INDUSTRIAL APPLICABILITY According to the present invention, when a fibrous body is clamped by a lower die and an upper die and steam is ejected to be molded to obtain a fibrous molded article having a molding surface shape, the fibrous body is compressed. And lower mold and /
Alternatively, since a hot melt film that is melted by the heat of the vapor is interposed between the predetermined portions of the molding surface of the upper mold, the molding of the fibrous body and the molding of the hard layer can be performed at the same time, and the manufacturing is performed. easy. Further, the present invention, in the step of press-molding the lower mold and the upper mold, by interposing the hot melt film only in the necessary predetermined portions, a hard layer can be provided in the predetermined portions of the molded product, Unlike the case of the conventional hard layer bonding method described above, it is not necessary to provide a hard layer even in an unnecessary portion, which is advantageous in that the cost can be reduced and the weight can be reduced.

[Brief description of drawings]

FIG. 1 is a process diagram of a lower mold upper mold clamping process according to an embodiment of the present invention.

FIG. 2 is a process diagram of disposing a hot melt film on a lower mold.

FIG. 3 is a drawing process diagram of a lower mold.

FIG. 4 is a layout view of a fibrous elastic body and a hot melt film.

FIG. 5 is a cross-sectional view of a molded product that has been demolded.

FIG. 6 is a perspective view of a molded product.

FIG. 7 is an enlarged cross-sectional view of a main part of the molded product of this example.

FIG. 8 is an enlarged cross-sectional view of a main part of another example molded product.

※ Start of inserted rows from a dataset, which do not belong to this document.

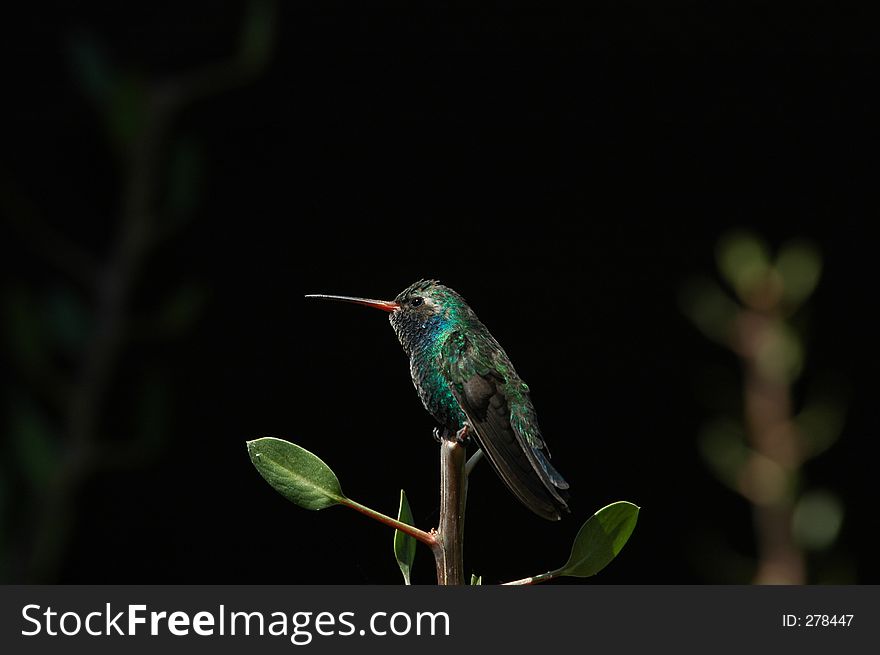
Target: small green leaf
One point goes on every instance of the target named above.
(600, 539)
(182, 309)
(258, 33)
(36, 444)
(404, 544)
(295, 473)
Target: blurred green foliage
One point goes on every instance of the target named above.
(67, 335)
(761, 455)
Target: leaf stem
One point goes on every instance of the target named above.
(543, 577)
(425, 537)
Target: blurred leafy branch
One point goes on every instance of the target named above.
(762, 455)
(307, 481)
(66, 341)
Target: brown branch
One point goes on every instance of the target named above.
(429, 539)
(449, 553)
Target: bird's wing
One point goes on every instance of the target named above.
(514, 452)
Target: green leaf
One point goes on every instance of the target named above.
(182, 309)
(258, 33)
(600, 539)
(404, 544)
(67, 318)
(36, 444)
(295, 473)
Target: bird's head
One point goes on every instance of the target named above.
(419, 313)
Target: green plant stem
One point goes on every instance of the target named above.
(449, 552)
(426, 538)
(535, 579)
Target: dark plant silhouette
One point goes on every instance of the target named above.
(57, 440)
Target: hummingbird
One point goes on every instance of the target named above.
(466, 381)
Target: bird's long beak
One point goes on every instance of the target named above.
(384, 305)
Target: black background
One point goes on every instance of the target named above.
(566, 168)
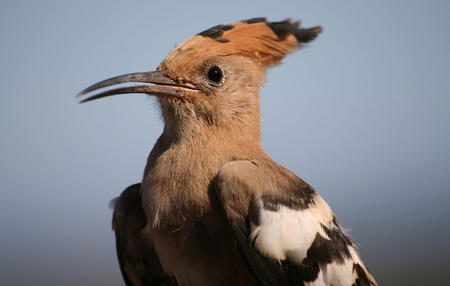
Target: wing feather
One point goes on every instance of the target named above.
(138, 260)
(285, 231)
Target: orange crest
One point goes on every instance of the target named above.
(265, 42)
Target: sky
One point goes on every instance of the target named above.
(362, 114)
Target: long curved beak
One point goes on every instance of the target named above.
(164, 86)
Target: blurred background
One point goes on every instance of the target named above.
(362, 114)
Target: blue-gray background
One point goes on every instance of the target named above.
(362, 114)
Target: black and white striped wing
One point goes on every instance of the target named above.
(285, 231)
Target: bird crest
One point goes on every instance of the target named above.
(265, 42)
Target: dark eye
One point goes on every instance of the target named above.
(215, 74)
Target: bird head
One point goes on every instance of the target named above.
(213, 78)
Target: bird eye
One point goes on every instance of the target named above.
(215, 74)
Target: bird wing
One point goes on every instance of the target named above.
(138, 260)
(285, 231)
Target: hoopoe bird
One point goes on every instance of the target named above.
(213, 208)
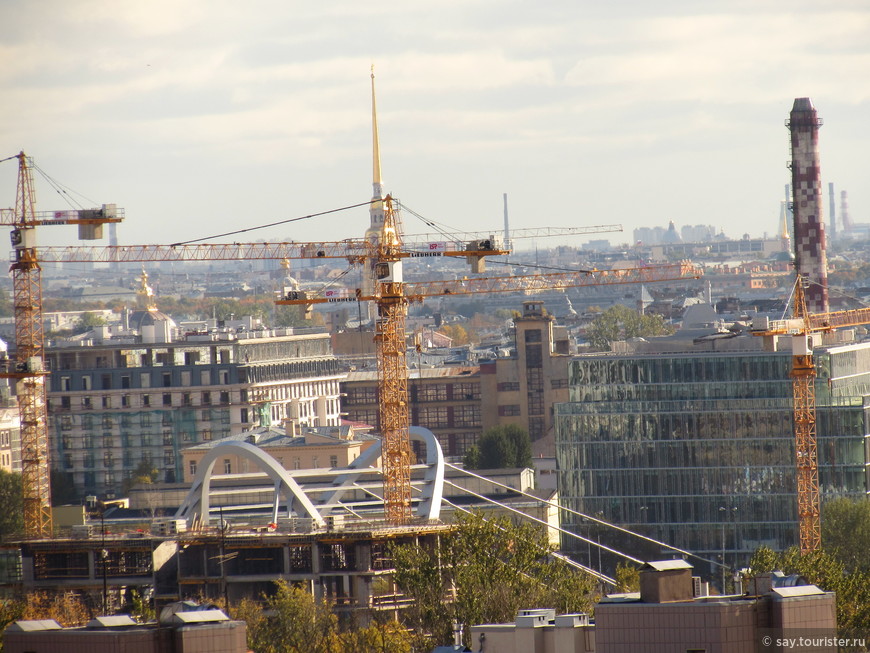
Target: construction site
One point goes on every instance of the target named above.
(331, 531)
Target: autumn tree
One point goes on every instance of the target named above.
(846, 532)
(12, 500)
(620, 323)
(500, 447)
(493, 568)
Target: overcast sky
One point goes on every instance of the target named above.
(204, 116)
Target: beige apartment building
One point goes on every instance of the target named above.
(10, 439)
(522, 389)
(445, 400)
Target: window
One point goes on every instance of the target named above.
(433, 416)
(432, 392)
(466, 415)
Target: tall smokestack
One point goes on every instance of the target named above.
(809, 227)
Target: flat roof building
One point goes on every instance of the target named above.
(693, 443)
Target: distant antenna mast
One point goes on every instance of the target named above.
(507, 230)
(844, 212)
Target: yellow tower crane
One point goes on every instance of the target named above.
(28, 369)
(392, 296)
(800, 327)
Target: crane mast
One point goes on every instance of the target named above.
(29, 355)
(393, 372)
(391, 296)
(803, 376)
(800, 327)
(28, 368)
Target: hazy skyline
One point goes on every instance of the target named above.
(203, 117)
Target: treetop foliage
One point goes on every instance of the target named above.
(493, 568)
(500, 447)
(621, 323)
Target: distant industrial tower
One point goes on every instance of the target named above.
(845, 218)
(809, 227)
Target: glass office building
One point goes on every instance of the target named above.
(697, 448)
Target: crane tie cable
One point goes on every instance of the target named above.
(274, 224)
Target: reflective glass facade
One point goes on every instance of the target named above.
(697, 448)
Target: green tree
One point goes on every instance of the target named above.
(501, 447)
(493, 568)
(12, 500)
(88, 321)
(627, 578)
(620, 322)
(846, 532)
(296, 623)
(144, 473)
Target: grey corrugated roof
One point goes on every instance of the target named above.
(667, 565)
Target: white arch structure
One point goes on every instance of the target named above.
(196, 504)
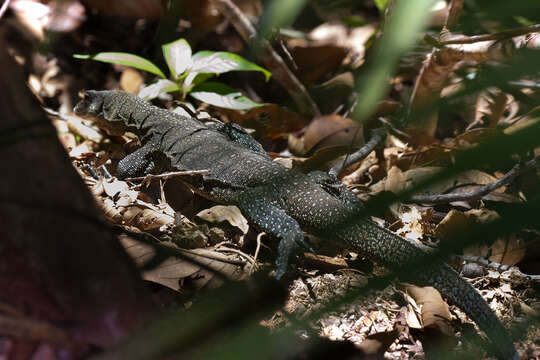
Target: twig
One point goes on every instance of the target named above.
(378, 135)
(256, 255)
(495, 265)
(237, 252)
(169, 175)
(4, 7)
(271, 59)
(497, 36)
(478, 193)
(454, 12)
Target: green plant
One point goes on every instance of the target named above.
(188, 73)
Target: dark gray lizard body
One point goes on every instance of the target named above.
(277, 200)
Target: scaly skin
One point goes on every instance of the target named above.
(277, 200)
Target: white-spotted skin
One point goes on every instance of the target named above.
(277, 200)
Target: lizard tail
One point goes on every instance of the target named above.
(462, 294)
(392, 251)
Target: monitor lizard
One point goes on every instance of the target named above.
(280, 201)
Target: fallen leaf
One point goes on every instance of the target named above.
(508, 251)
(220, 213)
(330, 131)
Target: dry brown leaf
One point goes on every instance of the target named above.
(131, 80)
(135, 9)
(173, 271)
(435, 315)
(330, 131)
(269, 121)
(508, 251)
(412, 221)
(220, 213)
(315, 61)
(493, 106)
(378, 343)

FIG. 9 is a conventional view showing a cross-sectional shape of a molded product.

[Explanation of symbols]

 1 Lower mold 2,12 Molding surface 5,15 Steam chamber 11 Upper mold 22 Hot melt film 26 Fibrous elastic body 28 Molded article 30,40 Cushion body 35 Hard layer

Claims (1)

[Claims] 1. A fibrous body composed of a thermoplastic binder that melts against steam heat and a fiber group of moderate bulkiness in which fibers having a melting point higher than that of the binder are mixed, and at least one of a lower mold and an upper mold is used. Placed between the lower mold molding surface and the upper mold molding surface, which have a large number of steam blowout holes on the molding surface, and press both molds together.
A method for obtaining a fibrous molded article composed of a fibrous body having a molding surface shape by injecting steam from a blowout hole, the fibrous body to be clamped and a predetermined molding surface of a lower mold and / or an upper mold. A method for producing a fibrous molded article, characterized in that a hot melt film which is melted by the steam heat is interposed between the portions.